FlyingToaster, Aug 23 2011
  

       //You can't really get away with not having a coaxially fixed large&small gear for each hand//   

       Yes you can. In a regular watch, the minute wheel is geared to the hour wheel through a little intermediate wheel - it's only for compactness that the minute and hour wheels are coaxial. In fact, coaxiality is a nuisance, because you have extra friction between the axle of the minute wheel and the cannon-pinion (which is the gear that carries the hour hand, and sits like a collar over the minute wheel).   
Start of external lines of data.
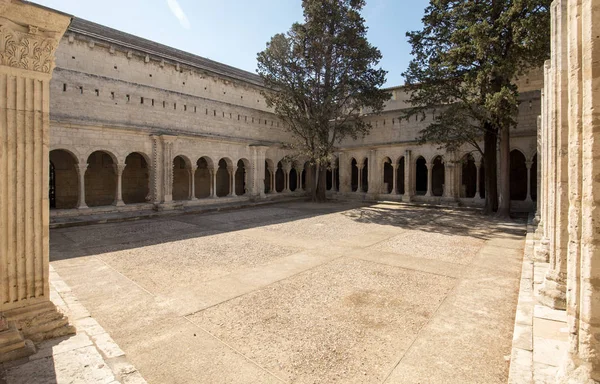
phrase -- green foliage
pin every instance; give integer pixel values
(466, 60)
(323, 75)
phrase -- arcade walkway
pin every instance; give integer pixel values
(303, 293)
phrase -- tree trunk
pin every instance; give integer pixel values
(322, 184)
(314, 182)
(504, 180)
(489, 163)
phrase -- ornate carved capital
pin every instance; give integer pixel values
(27, 48)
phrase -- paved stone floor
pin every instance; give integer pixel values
(303, 293)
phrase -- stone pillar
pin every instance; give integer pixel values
(213, 183)
(119, 168)
(553, 290)
(29, 36)
(542, 247)
(81, 168)
(429, 179)
(231, 170)
(529, 164)
(409, 187)
(477, 179)
(583, 284)
(193, 182)
(395, 179)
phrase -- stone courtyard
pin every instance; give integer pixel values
(302, 293)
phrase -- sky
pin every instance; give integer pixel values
(234, 31)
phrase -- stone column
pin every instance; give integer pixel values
(287, 167)
(395, 179)
(528, 164)
(429, 179)
(119, 168)
(213, 183)
(477, 179)
(29, 36)
(409, 188)
(542, 247)
(81, 168)
(231, 170)
(553, 290)
(193, 182)
(583, 285)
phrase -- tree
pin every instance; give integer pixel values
(322, 75)
(466, 60)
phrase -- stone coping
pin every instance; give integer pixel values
(90, 356)
(540, 338)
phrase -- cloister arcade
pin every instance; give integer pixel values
(105, 180)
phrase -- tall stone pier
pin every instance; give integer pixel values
(29, 36)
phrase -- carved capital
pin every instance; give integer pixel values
(27, 47)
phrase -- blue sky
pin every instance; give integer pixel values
(233, 31)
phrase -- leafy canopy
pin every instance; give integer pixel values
(466, 60)
(323, 75)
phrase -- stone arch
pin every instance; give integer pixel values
(306, 172)
(181, 178)
(64, 179)
(365, 175)
(100, 179)
(388, 175)
(438, 176)
(421, 176)
(400, 175)
(354, 175)
(223, 177)
(279, 178)
(135, 179)
(469, 176)
(518, 175)
(203, 177)
(241, 176)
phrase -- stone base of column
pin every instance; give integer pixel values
(574, 371)
(13, 345)
(553, 292)
(542, 250)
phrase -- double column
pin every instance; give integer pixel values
(26, 311)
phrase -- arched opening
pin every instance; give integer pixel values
(279, 178)
(438, 177)
(400, 176)
(469, 177)
(181, 179)
(267, 178)
(202, 178)
(354, 178)
(388, 175)
(223, 187)
(100, 180)
(293, 179)
(135, 179)
(240, 178)
(533, 176)
(64, 181)
(421, 176)
(518, 176)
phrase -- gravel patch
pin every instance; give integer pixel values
(348, 321)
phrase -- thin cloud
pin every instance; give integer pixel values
(179, 14)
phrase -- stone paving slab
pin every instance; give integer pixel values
(90, 356)
(262, 317)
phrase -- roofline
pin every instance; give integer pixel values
(114, 36)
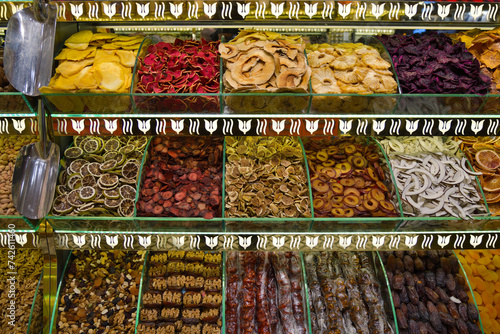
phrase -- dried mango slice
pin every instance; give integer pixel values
(77, 55)
(127, 58)
(85, 79)
(69, 68)
(110, 76)
(103, 35)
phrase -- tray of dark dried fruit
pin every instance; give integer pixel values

       Also, many older watches have a small-seconds, which means that the seconds hand is in a small sub-dial of its own, not coaxial with the other hands.
MaxwellBuchanan, Aug 23 2011
  

       That's what I meant, though I messed up the intermediate gears bit. An Ouroboros layout (a circle with decreasing gear size) might look fetching as well the linear.
FlyingToaster, Aug 23 2011
  

       Ah, OK.   

       If the minute and hour wheels aren't coaxial, you could do away with the intermediate gear - the ratio is only 12:1 (the minute hand goes around 12 times as the hour hand goes once; unless you have a 24hr watch). In fact you'd be better off because the whole cannon-pinion business is a clunky solution.
MaxwellBuchanan, Aug 23 2011
  

       Ha - you can eat my Pasta Clock!
xenzag, Aug 24 2011
  

       Big bun for the linear lurch version of this.
doctorremulac3, Aug 24 2011
  

       I do like the styling of the second link, but it's not mechanical, and also I note that the time is displayed digitally as well so that you can actually read it.   

       The third link is mechanically brilliant but as uggerly as sin.
MaxwellBuchanan, Aug 24 2011
  

       Yea, true that. South end of a north bound moose ugly.   

       I'll take the one in the second link though if somebody wants to buy if for me to stimulate the economy or whatever.